Pero ya voy por la cuarta canción, un
20% de programa, y esto está quedando muy desordenado, así que voy a empezar a
intentar mantener un orden cronológico en la selección de canciones… después de
“Así estoy yo sin ti” mi siguiente canción de Sabina fue “Pongamos que hablo de
Madrid” de “Malas compañías” de 1980, que además, en este disco, nos daba la
dirección del sitio a los que todos los seguidores de Joaquín hemos ido a parar
alguna vez, el número 7 de la “Calle Melancolía”
Luego llegaría “Ruleta Rusa” en el
84, y aquí parece obligado que suene “Juana la Loca”, aunque también podría ser
“Caballo de cartón” pero prefiero “Juana la Loca” porque así también hago un
pequeño recordatorio a Javier Krahe, que posiblemente Joaquín Sabina no sería
nada si antes no hubiera pasado por La Mandrágora
Y de ese increíble dúo de Sabina y
Krahe también nos llega “Cuervo ingenuo” que se merece eso que ponen en algunas
películas de “cualquier parecido con la realidad es pura coincidencia”… por
cierto, para los que piensan que la censura acabó con el franquismo, en 1986
Joaquín Sabina en un concierto en directo en RTVE tuvo que suprimir esta
canción porque “eso no se podía cantar en televisión”
Pero sigamos porque llegamos a uno de
mis álbumes preferidos “Juez y Parte” del 85… este si que fue ya el flechazo
definitivo con Sabina, elegir un par de canciones de “Juez y Parte” y renunciar
a las demás me parece un pecado mortal, así que odio este programa de vidas
musicales que me obliga a dejar fuera “Whisky sin soda”, “Cuando era más
joven”, “Ciudadano Cero”… Vamos a por una que me encanta por lo que tiene de
descripción de mundo hipócrita y de apariencias… de postureo antes de que se
inventara la palabra postureo.
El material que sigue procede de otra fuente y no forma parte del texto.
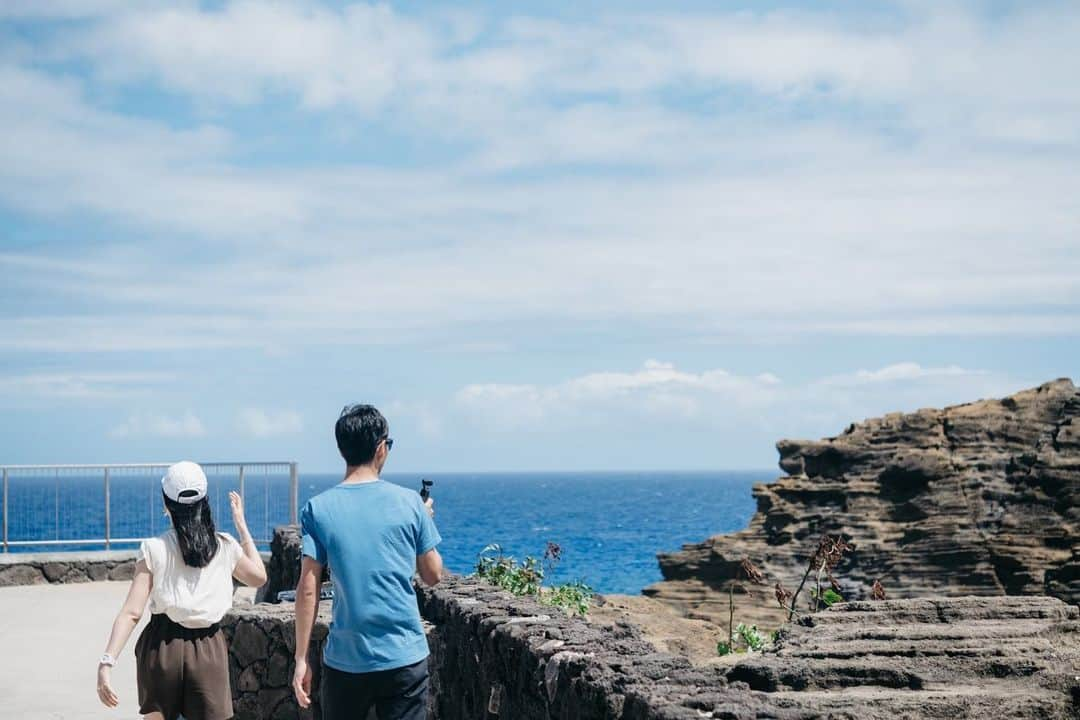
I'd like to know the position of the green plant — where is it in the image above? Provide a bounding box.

De “Juez y Parte” me hubiera gustado que se escuchara
también la “Balada de Tolito” porque tiene
frases como “caminos que jamás
llevaban a Roma”, “corazón que le sale por la camisa”, “su oficio es retorcerle el cuello a la
pena”, “morirse debe ser dejar de caminar”… La historia de un trotamundos que
trabaja en el circo.
Y llegamos a “Hotel, dulce hotel”, el
de “Así estoy yo sin ti” y no puedo dejar pasar “Que se llama soledad”… que
vale que no hayamos puesto “Calle Melancolía” pero para ser seguidor de Sabina
uno tiene que tener ese punto de querencia por amores que te dejan echa polvo
el alma, ese “alma que necesita un cuerpo que acariciar” y que te suelen hacer
“recostar la cabeza sobre el hombro de la luna” …
Madre mía, casi
la mitad del programa y apenas empezamos con “El hombre del traje gris”, el
quinto disco de Sabina, si no contamos “Inventario”, no me da para seleccionar
sólo 20 canciones de Sabina, necesito 4 ó 5 vidas musicales dedicadas al
maestro… como estas dos últimas han sido un poco lentas y tristonas y para que
no se nos duerma la audiencia, vamos con una divertida, el Génesis según Sabina
La anterior me
ha recordado esta canción que es una de mis preferidas, de “19 días y 500
noches”, porque Sabina hace muchos guiños a la religión, yo creo que siempre
muy respetuosos, pero si hay alguno especialmente bonito es este homenaje a las
prostitutas… y si hay alguno que se lleva las manos a la cabeza por “ensalzar”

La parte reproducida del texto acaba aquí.